Spring green mung dal & chickpea curry with shiitake recipe image

Print Spring green mung dal & chickpea curry with shiitake

This version of dal, made with yellow mung lentils, spring greens and our umami flavoured shiitake mushrooms, is good for a healthy mid-week supper. Lentils can vary in their cooking time, so check the mung dal are tender before serving. They usually cook down to a nice creamy texture quite quickly. You’ll probably need to add a little more liquid to them, this will depend on the size of your pan and the heat you cook at.


  • 150g mung dal lentils
  • 1 onion
  • Oil for frying e.g. sunflower or coconut
  • Piece fresh ginger
  • 1 large or 2 smaller garlic cloves
  • 1 tbsp curry powder
  • 1 chilli
  • 30g fresh coriander
  • 300g spring greens
  • 150g shiitake mushrooms
  • 1 tin chickpeas
  • 1 lemon
  • Salt


  1. Boil a kettle of water. Put the mung dal lentils in a large heatproof bowl (or use a saucepan) and pour over 700ml of boiled water and leave to soak until needed. Peel and finely dice the onion.
  2. Heat 2 tablespoons of oil in a saucepan. Add the onion. Fry gently for 10 minutes, stirring now and then, until the onion is soft and translucent. If it looks like catching at any point, add a splash of water.
  3. Meanwhile, peel and finely grate the ginger. Peel and finely chop, grate, or crush 1 large or 2 smaller garlic cloves. Halve, deseed and finely chop the chilli. Once the onion has cooked for 10 minutes, add the garlic, ginger, chilli and curry powder.
  4. Skim off and discard any scum from the top of the lentils using a spoon. Add the lentils and their soaking liquid to the onion mixture in the pan. Put a large pan of water on to boil for the spring greens.
  5. Bring the lentil pan to the boil, reduce the heat and simmer for 20 minutes or until the lentils are tender. It’s worth noting at this point that you’ll need to cook the shiitake mushrooms about 5 minutes before the lentils are ready.
  6. Keep an eye on the liquid and top up with a little more water if needed to stop the lentils drying out. You want a sloppy consistency but not too wet at the end of cooking. Cut the tough ribs out of the middle of the spring green leaves and discard them.
  7. Wash the leaves. Once the water is boiling, add the greens and cook for about 3-4 minutes, until tender. Drain and refresh the leaves in a bowl of cold water (or just run under cold water in the colander for a while), then drain again.
  8. Roughly roll them up into a fat cigar shape, then finely shred them.
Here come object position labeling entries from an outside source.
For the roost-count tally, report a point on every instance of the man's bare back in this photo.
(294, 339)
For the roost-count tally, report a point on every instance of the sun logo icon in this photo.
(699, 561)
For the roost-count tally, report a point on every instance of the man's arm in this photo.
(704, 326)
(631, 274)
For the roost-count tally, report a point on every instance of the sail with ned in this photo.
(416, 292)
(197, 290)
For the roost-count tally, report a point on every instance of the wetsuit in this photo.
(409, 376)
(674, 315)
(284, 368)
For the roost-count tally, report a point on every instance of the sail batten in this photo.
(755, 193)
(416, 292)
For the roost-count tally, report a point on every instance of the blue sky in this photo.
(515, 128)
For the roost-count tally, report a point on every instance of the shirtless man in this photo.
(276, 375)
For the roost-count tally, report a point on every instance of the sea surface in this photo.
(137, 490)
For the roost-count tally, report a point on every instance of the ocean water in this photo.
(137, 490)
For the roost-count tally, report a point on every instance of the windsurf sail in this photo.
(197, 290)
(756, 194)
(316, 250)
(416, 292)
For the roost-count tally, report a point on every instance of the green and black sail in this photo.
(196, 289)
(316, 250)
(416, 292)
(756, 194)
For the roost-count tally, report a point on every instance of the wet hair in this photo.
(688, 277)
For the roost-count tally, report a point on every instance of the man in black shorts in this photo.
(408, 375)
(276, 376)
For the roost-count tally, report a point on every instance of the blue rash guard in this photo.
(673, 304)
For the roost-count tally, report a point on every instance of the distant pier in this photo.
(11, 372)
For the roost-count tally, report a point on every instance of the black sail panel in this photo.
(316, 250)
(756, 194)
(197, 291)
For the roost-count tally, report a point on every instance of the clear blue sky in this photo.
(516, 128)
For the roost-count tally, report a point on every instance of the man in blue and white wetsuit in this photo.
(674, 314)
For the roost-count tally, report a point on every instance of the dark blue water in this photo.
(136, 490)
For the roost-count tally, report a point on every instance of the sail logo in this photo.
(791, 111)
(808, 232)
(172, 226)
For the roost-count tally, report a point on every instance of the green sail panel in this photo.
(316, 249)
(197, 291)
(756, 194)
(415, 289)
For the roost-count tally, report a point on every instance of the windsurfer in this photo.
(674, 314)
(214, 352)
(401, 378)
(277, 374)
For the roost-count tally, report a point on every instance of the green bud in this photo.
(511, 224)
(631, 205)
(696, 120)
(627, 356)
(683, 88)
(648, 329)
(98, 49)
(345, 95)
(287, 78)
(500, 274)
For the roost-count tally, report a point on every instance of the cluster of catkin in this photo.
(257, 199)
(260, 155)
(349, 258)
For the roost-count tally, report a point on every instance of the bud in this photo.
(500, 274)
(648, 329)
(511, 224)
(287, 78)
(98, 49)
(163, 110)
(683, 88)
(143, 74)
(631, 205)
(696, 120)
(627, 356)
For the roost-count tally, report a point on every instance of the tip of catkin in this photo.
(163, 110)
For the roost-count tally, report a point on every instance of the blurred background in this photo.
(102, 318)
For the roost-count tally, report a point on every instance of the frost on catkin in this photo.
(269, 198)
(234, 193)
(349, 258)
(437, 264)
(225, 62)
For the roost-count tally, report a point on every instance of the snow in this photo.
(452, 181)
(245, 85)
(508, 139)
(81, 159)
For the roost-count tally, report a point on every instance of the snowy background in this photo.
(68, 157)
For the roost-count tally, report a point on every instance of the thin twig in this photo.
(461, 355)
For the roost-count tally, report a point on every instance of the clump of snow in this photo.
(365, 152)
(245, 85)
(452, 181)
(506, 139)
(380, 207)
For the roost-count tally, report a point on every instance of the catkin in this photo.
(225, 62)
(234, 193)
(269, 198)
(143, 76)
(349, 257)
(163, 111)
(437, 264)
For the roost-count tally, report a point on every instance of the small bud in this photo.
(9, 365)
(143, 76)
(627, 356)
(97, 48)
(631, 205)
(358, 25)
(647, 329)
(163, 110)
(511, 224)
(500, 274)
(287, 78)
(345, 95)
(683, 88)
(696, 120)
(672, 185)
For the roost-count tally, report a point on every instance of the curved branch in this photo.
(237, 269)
Wipe the mushrooms clean with a damp piece of kitchen paper or clean cloth. Chop any larger ones up a little. Wash the coriander, shake dry then roughly chop the leaves.
  9. Drain and rinse the chickpeas. Once the lentils are about 5 minutes from being done, stir in the chickpeas. Heat a little oil in a frying pan. Add the shiitake mushrooms. Fry, stirring now and then, until tender, about 3-4 minutes.
  10. Season them once cooked. Stir the spring greens into the lentils for 1 minute or so to warm through. Stir in three quarters of the fresh coriander. Add a squeeze of lemon juice and season to taste. Serve topped with the fried shiitake, sprinkled with the remaining coriander leaves.

Cooks notes

Season your lentils with salt at the end of cooking; it will prevent the lentils from softening if added at the start.